Model of multiple managers in manager turnover and fund flow relationship
Similar to a traditional event study of stock returns, an event study on fund flow aims to parsimoniously purge raw fund flow of the influence of all performance and non-performance characteristics other than the manager turnover and thereby isolate the incremental flow due to the managerial structure change from sole to team. To compute flow we estimate a time-series benchmark regression for each individual fund i, in which we take flow and performance control variables into account in the previous period.

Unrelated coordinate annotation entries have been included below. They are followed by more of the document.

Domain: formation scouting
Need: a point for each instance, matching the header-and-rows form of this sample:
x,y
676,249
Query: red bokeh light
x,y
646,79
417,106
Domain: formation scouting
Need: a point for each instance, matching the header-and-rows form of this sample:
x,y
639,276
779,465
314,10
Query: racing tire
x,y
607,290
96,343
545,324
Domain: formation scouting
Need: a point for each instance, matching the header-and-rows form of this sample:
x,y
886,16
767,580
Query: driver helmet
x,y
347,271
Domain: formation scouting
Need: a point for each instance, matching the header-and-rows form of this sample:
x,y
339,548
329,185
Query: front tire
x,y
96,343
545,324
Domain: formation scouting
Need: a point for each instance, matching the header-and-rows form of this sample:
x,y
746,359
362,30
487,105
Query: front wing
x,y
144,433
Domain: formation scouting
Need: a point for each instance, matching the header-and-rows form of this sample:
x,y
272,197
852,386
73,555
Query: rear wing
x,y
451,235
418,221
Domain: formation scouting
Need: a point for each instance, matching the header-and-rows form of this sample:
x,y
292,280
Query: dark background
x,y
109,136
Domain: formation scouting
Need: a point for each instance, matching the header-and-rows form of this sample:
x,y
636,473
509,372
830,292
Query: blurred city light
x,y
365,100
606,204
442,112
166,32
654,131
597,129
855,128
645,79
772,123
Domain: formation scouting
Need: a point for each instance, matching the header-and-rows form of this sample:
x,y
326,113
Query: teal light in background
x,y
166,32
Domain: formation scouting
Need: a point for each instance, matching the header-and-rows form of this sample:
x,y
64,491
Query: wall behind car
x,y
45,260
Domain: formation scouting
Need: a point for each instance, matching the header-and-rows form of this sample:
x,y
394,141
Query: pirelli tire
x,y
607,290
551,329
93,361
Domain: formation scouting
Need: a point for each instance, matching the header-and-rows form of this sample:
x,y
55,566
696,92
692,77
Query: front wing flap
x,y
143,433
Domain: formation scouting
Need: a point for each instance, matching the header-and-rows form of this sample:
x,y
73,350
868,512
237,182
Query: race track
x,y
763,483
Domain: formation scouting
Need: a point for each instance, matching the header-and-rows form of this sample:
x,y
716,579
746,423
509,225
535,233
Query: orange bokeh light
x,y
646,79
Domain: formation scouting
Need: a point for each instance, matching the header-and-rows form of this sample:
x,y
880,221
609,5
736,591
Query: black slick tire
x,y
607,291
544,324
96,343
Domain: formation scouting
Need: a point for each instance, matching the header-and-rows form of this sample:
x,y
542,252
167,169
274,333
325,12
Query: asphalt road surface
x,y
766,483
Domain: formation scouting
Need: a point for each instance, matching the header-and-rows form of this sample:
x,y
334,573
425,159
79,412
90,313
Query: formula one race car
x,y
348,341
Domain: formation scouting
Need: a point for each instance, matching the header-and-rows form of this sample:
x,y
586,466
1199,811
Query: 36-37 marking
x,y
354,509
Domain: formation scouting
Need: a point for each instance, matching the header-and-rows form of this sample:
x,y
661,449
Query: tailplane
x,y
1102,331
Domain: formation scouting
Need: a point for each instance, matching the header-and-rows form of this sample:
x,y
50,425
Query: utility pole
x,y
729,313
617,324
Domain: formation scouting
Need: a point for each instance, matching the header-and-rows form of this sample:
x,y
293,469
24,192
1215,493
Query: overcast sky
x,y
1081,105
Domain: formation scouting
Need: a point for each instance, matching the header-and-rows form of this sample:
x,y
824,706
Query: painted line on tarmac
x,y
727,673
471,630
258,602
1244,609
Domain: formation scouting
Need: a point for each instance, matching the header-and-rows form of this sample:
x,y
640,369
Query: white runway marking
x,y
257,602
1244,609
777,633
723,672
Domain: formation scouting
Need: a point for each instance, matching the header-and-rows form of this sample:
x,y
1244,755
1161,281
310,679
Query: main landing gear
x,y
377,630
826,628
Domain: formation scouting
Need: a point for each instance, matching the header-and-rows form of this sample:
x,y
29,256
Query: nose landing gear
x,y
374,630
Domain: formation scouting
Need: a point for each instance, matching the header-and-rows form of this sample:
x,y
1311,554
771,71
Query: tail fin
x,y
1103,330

- F_(i,t)=γ+ β_1 〖SF〗_(i,t) +β_2 〖RET〗_(i,t) + β_3 R_(i,t-1)+β_4 〖turnover〗_(t-1)*team+ β_5 〖turnover〗_(t-1)+β_6 team+β_7 F_(t-1)+ε_t,
where Fi,t is the net dollar flow to fund i at month t, RETi,t-1 is fund i’s raw return in month t-1. SFi,t is the aggregate net flow to all funds in the same style category as fund i at month t, Ri,t−1 is fund i’s performance at month t calculated by using Carhart (1997)’s four factor model, and Ft−1 is the net flow to fund i at month t − 1. Team is a dummy variable equals to 1 if fund i has a multiple manager structure such as 2, 3, 4 or more managers take charge of portfolio investment decisions, 0 if fund i is managed by sole manager. The coefficient on turnover, β_5, capture the effect of manager turnover event to fund flow for fund i at month t-1. The coefficient β_4 captures the changes in the metrics that is uniquely associated with the effect of team managerial structure in the event of manager turnover to investors’ perception reflected in fund flow changes. In accordance with our hypothesis two, we expect that if managerial structure has an effect to fund flow when there is managerial turnover, the coefficient β_4 will have a significant negative value.
Team size’s effect on manager turnover event
Since previous study shows that there is a relationship between team size and fund performance. For instance, Mueller (2012) documents that smaller teams display superior performance than larger teams. They further provide evidence that any group composed of 4 or more individuals will see significant increase in coordination costs within the group and diminishing motivation across members of the group. Hamilton et al. (2003) also present a nonlinear benefits of team size, finding that the largest increases in productivity of workers when they join the teams at the early stages of team formation. A profound study of Laughlin et al. (2006) find that when dealing with highly intellective problems, 3-person groups performs better than the best individuals, but more members do not add extra performance gains. In a similar vein, it is reasonable to assume that team size has a nonlinear effect on fund flow when there is manager turnover. Now we examine this effect by running the following regression model:
- F_(i,t)=γ+ β_1 〖SF〗_(i,t) +β_2 〖RET〗_(i,t) + β_3 R_(i,t-1)+β_4 〖turnover〗_(t-1)*team+ β_5 〖turnover〗_(t-1)+β_6 2FM+〖β_6 3FM+β_6 4FM+β_6 5FM+β〗_7 F_(t-1)+ε_t,
Where 2FMit, 3FMit, 4FMit, and 5FMit are dummies that equal 1 if the fund has 2, 3, 4, and 5 or more managers, respectively, at the end of the calendar year and 0 otherwise. Other variables are defined as before.